Rêves et contes, même urgence ! par Gigi Bigot

[En complément du conte cherokee, Gigi Bigot nous propose ici un article inédit]

 

Vous ne trouvez pas que le conte, c’est passé de mode ?

Ainsi s’exprimait un participant lors d’une table ronde sur le renouveau du conte, il y a de cela une dizaine d’années. Pourtant en rêve, nous continuons de voler sans faire appel à un avion ! Dirait-on pour autant que ce rêve est démodé ? Et quand dans notre sommeil sans âge, il nous arrive de redevenir des Petit Poucet, poursuivis par des monstres si terrifiants que nous ne parvenons ni à courir ni à crier, ne sommes-nous pas dans notre présent ?

Le temps et l’espace du conte constituent bien, comme ceux du rêve, une autre scène, dont beaucoup d’éléments semblent cependant familiers : la maison, le château, le jardin, la forêt, l’étang, y compris, curieusement, les paysages de l’autre monde…1

Pour Etienne Perrot, le traducteur de Jung, les contes sont des rêves élaborés et les rêves, des contes nocturnes.

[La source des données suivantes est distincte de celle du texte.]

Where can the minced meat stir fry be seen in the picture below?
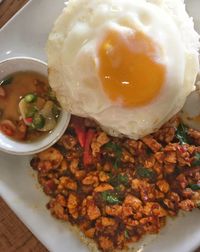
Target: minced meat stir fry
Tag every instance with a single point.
(117, 189)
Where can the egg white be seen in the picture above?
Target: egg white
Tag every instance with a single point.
(73, 60)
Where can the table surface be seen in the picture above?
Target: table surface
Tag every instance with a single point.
(14, 236)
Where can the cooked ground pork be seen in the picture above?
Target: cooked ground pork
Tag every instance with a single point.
(117, 189)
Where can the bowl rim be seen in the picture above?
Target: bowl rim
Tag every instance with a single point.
(39, 145)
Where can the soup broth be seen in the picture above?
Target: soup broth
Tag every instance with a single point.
(28, 107)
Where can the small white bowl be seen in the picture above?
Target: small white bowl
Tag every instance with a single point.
(10, 146)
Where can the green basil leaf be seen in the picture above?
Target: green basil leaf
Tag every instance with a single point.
(143, 172)
(111, 198)
(119, 180)
(181, 134)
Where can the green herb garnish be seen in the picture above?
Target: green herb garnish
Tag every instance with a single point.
(143, 172)
(118, 180)
(38, 121)
(117, 151)
(31, 112)
(196, 161)
(29, 98)
(194, 187)
(111, 197)
(6, 81)
(181, 134)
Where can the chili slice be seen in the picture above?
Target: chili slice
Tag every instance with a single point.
(87, 155)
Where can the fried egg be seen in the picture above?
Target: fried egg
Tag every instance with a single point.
(127, 64)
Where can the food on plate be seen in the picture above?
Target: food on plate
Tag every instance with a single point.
(127, 64)
(28, 107)
(115, 190)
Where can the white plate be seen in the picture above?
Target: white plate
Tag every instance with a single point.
(25, 35)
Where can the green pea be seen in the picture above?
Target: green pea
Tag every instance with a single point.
(31, 112)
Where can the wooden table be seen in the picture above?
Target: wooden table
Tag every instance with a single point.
(14, 236)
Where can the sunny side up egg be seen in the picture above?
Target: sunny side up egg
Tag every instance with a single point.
(128, 64)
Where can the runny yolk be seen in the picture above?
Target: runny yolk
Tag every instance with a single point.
(128, 70)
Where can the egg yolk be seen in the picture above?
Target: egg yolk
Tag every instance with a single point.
(128, 69)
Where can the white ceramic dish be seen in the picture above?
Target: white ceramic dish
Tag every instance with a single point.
(25, 35)
(18, 64)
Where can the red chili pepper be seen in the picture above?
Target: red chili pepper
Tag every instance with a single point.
(29, 120)
(2, 92)
(87, 155)
(80, 130)
(182, 149)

Pour l’anthropologue Geza Roheim, les contes sont probablement issus de récits de rêves.

Nous pouvons dire que la gigantesque structure imaginaire que nous avons édifiée au cours des siècles prend effectivement naissance dans nos rêves, ou plus précisément quand un être humain entreprend de raconter son rêve à un autre, c’est-à-dire dans une situation psychanalytique préhistorique.2

Pour Freud, le rêve est la voie royale qui mène à l’inconscient. Le rêve est un messager. Il fait le facteur entre l’inconscient et le conscient. Il a quelque chose à dire au rêveur. Quelque chose qui le concerne. A bon entendeur, salut !

Ils (les rêves) n’illusionnent pas, ne mentent pas, ne déforment ni ne maquillent ; au contraire, ils annoncent naïvement ce qu’ils sont et ce qu’ils pensent. 3écrit Jung.

Les hommes n’ont pas attendu que Freud nomme l’inconscient pour utiliser le langage symbolique depuis la nuit des temps notamment à travers les contes.

Rien de ce que la psychanalyse a découvert du psychisme n’est absent du conte4, dit encore le psychanalyste René Kaës.

 

Petit Pierre dort - Juliette Pinoteau

 

Effectivement contes et rêves sont de la même matière. Les deux parlent la même langue, le langage symbolique. Ils mettent en image, en scénario, l’autre face du vécu d’un individu ou d’une société. Ainsi Charlotte Beradt a recueilli trois cent rêves de ses concitoyens pendant la montée du nazisme en Allemagne5 entre 1933 et 1939. Ces créations oniriques montrent bien comment la peur distillée par le régime s’insinuait jusque dans les pensées les plus secrètes.

Ainsi un homme rêve que le coussin dont il recouvre par précaution son téléphone le soir avant de s’endormir « se voit doté d’une langue et témoigne contre lui ». Dans un conte, il est fréquent qu’un objet, flûte, tison ou bûche du foyer dénonce un crime ou un fuyard. Une autre rêveuse sent que tout soncorps se transforme en plomb. « Quand ils viendront (les SS), je leur dirai : les gens en plomb ne peuvent pas se lever ». Dans les contes traditionnels, le héros sera transformé en pierre et dans la langue courante, on dira qu’une nouvelle nous a plombé ou pétrifié.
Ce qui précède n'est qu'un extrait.